Era esse, de resto, um dos
objectivos do encontro, claramente expresso no discurso de abertura proferido
pelo actual Ministro. Comemorando-se o aniversário do nascimento de José
Mariano Gago, a organização tomou o facto como inspirador da homenagem que
entendeu prestar àquele nome de relevo na ciência portuguesa e internacional.
Cientista e ex-ministro para a Ciência, Tecnologia e Ensino Superior, responsável
por um progresso sem precedentes na dinâmica do conhecimento em Portugal, Mariano
Gago escrevia nos anos 90 que
a luta da cultura científica só poderia ser especificada e percebida
através do combate ao isolamento social da ciência, juntamente com a denúncia
(…) das barreiras estruturais entre a ciência e a população em geral,
palavras que o Ministro Manuel
Heitor entretanto recordou.
Pois o que aconteceu
efectivamente esta tarde, no belíssimo teatro Thalia recuperado pelo MCTES, foi
um acto genuíno de cultura científica.

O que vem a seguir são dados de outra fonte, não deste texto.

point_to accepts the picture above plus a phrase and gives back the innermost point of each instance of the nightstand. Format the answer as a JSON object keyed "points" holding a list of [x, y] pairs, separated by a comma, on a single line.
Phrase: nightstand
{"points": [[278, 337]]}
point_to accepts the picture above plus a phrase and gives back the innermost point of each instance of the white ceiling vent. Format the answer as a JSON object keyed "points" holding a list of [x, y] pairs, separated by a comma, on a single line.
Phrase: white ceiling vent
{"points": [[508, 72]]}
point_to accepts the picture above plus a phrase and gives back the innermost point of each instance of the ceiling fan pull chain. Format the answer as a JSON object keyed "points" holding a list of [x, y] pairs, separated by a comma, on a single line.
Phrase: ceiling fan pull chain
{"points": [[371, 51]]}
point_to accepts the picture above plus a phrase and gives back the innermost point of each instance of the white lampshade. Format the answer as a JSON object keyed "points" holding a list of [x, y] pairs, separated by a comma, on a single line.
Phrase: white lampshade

Os intervenientes e comentadores
convidados, investigadores de renome internacional, partilharam com a
assistência resultados da investigação e do conhecimento a que entretanto
chegaram de forma perfeitamente clara, acessível e descomprometida.
Salientamos a
intervenção de Svein Sjoberg, da Universidade de Oslo, que desenvolveu uma
crítica científicamente fundamentada ao Programa PISA da OCDE, ferramenta
fundamental do pensamento dominante: servindo de base a medidas de política
educativa e do conhecimento em diversos países, o PISA estabelece uma métrica “universal”

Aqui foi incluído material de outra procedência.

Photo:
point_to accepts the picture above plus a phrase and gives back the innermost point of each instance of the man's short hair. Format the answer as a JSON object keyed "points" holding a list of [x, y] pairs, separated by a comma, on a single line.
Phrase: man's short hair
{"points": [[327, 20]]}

ao arrepio das condições, valores e cultura dos contextos concretos; procura
medir o que não é de todo mensurável nem comparável como, por exemplo, o
desempenho de estudantes com níveis de motivação, recursos e enquadramento
familiar totalmente distintos; retira as suas conclusões com base em testes
escritos individuais de duas horas e meia… Também Martin Bauer, da London
School of Economics, salientou a importância de aspectos habitualmente não
considerados pelas políticas científicas como as motivações das populações para
a ciência e a importância que atribuem ao desenvolvimento do conhecimento na
comunidade.
Para além destas intervenções,
várias outras comunicações se caracterizaram pela vivacidade e abertura de
espírito, mostrando como se faz o caminho para a apreensão social da ciência.
Alexandre Qintanilha referiu-se à liberdade de espírito como condição do
conhecimento, defendendo que ela deveria ser estimulada a partir da mais tenra
idade. Partindo da sua experiência concreta de cientista empenhado na
divulgação e acessibilidade do conhecimento científico, Carlos Fiolhais
sublinhava igualmente ser da maior importância o contacto com a ciência e com o
método experimental logo na educação pré primária. De forma extremamente
cativante, Rui Vieira Nery deu a conhecer a história do Teatro Thalia,
indissolúvel da evolução da cultura musical no Portugal de oitocentos. O
Ministro da Educação, também convidado, mostrou-se grato à memória de Mariano
Gago a quem disse ter ficado a dever fazer parte da primeira geração de
cientistas por ele impulsionadas.
A concluir, entendemos ser de
sublinhar duas ideias chave que o Ministro para a Ciência, Tecnologia e Ensino
Superior tinha incluido no seu discurso de abertura:
- a necessidade de reduzir a burocratização crescente dos ambientes
escolares, académicos e científicos em Portugal e no Mundo (…); o combate ao
uso irresponsável de métricas para fins de avaliação deve assumir um papel
central na defesa do papel da cultura científica no desenvolvimento das nossas
instituições de ensino e investigação;
- o acordo recente de Paris para o Desenvolvimento Sustentável (…) e os
objectivos das Nações Unidas para o Desenvolvimento Sustentável reconhecem
explicitamente o papel da educação, da ciência, da tecnologia e da inovação no
cumprimento das aspirações universais de não deixar ninguém para trás (…).